Seguiamo i suoi movimenti giornalieri, inclusi gesti quotidiani come andare al mercato, tuttavia il documentario non riguarda esclusivamente il lavoro dietro Shoah, ma in senso generale l’intera carriera di Ziva Postec, accennando, per esempio, agli incontri con cineasti francesi come Alain Resnais, Jean–Pierre Melville e Jacques Tati, ma anche all’importanza di Parigi nella sua educazione cinefila, una città che tra gli anni 70’ e 80’ rappresentava uno stimolo enorme per chiunque volesse intraprendere una carriera nel cinema. Il problema della memoria è evidente in numerose sequenze. Le scene che si svolgono all’interno di cineteche con cui viene spiegata da specialisti del settore la difficile cura dei materiali d’archivio, alternati da immagini d’epoca che mostrano la lavorazione di Shoah, mettono in risalto l’importanza di preservare il passato. La casa di Ziva Postec è un vero e proprio archivio di ciò che accaduto, sia cinematografico dalle tonnellate di pagine di sceneggiature originali nascoste, sia inerente alla cultura ebraica con centinaia di testi esposti sugli scaffali. Il ragionamento sulla funzione autentica del montaggio è qui ben rappresentato da un lavoro sulle sovrimpressioni che simulano talvolta una pellicola sgranata che accentua il confine e il distacco tra i video d’archivio e le nuove riprese, tra passato e presente.
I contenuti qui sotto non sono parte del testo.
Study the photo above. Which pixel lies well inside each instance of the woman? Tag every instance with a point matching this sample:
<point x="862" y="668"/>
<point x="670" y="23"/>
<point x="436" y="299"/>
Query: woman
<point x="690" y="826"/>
La storia e la vita della famiglia di Ziva Postec si fonde con il corso degli eventi che hanno portato alla nascita della cinematografia nazionale israeliana, partendo dall’origine dei primissimi Studios situati a Herzliya e Givataiym. Il sentimento e l’emozione suscitata dal viso della protagonista nel raccontare il suo vissuto personale trascendono la mera descrizione della lavorazione di un film, legandosi alla storia di un intero popolo.

For Those Who Don’t Read Me, di Yan Giroux

Il film di Yan Giroux racconta una storia dalla forte connotazione decadentista. Il protagonista della vicenda, Yves, è un uomo che ha dedicato tutta la sua vita alla scrittura di poesie e di monologhi che riflettono sulla vita e sull’esistenza terrena. Trascorre le sue giornate tra bicchieri di vino e una frequentazione assidua di squallidi pub di periferia esponendo i suoi deliranti e poco convincenti discorsi. Tuttavia il suo modo di intendere la vita viene sconvolto dall’incontro con Dyane, una graphic designer che vive con il figlio Marc. Il film è un viaggio psichedelico che esplora la vita di un bohémien contemporaneo, un apolide che tenta di ricercare il senso profondo della vita attraverso il linguaggio poetico. Questa notevole ambizione si traduce in un’atmosfera caotica che attraversa il film. Yves è una scheggia impazzita che rimbalza tra una scena e l’altra, accanto agli edifici, alle case eleganti e perfettamente regolari, abbiamo lui, un uomo malvestito ai margini di una società che rimane affascinata dalla sua figura ma al tempo stesso impaurita.

Malgrado ciò, Yves è un uomo di grande cultura, ammaliato dalla letteratura e dal dibattito su di essa. In tutto questo, Martin Dubreuil, l’attore che lo interpreta, restituisce quel senso di disagio che non abbandona mai il suo personaggio. Nonostante il controverso incontro con Dyane, la donna che avrebbe potuto portarlo su una retta via, lui rimane sui suoi passi da poeta maledetto privo di una meta, che vive le giornate senza pensare alle conseguenze future. Se prendiamo in analisi il modo con cui il regista cerca di far passare questo messaggio troviamo indubbiamente il punto di forza del film. È come se in qualche modo gli spettatori stessi abitassero la coscienza di Yves, essi comprendono il caos interno che lo tormenta rendendolo un uomo precario, vittima dei suoi istinti primitivi, come bere, cantare e urlare a squarciagola.

Il finale è una dichiarazione d’intenti piuttosto esplicativa. Troviamo Yves seduto su un divano ad osservare un televisore che sembra quasi trasmettere i contenuti della sua mente. Immagini e situazioni raccordate senza soluzione di continuità, montate in modo frenetico e sconnesse tra di loro, che formano l’incomprensibile puzzle di una vita basata sull’irrazionale.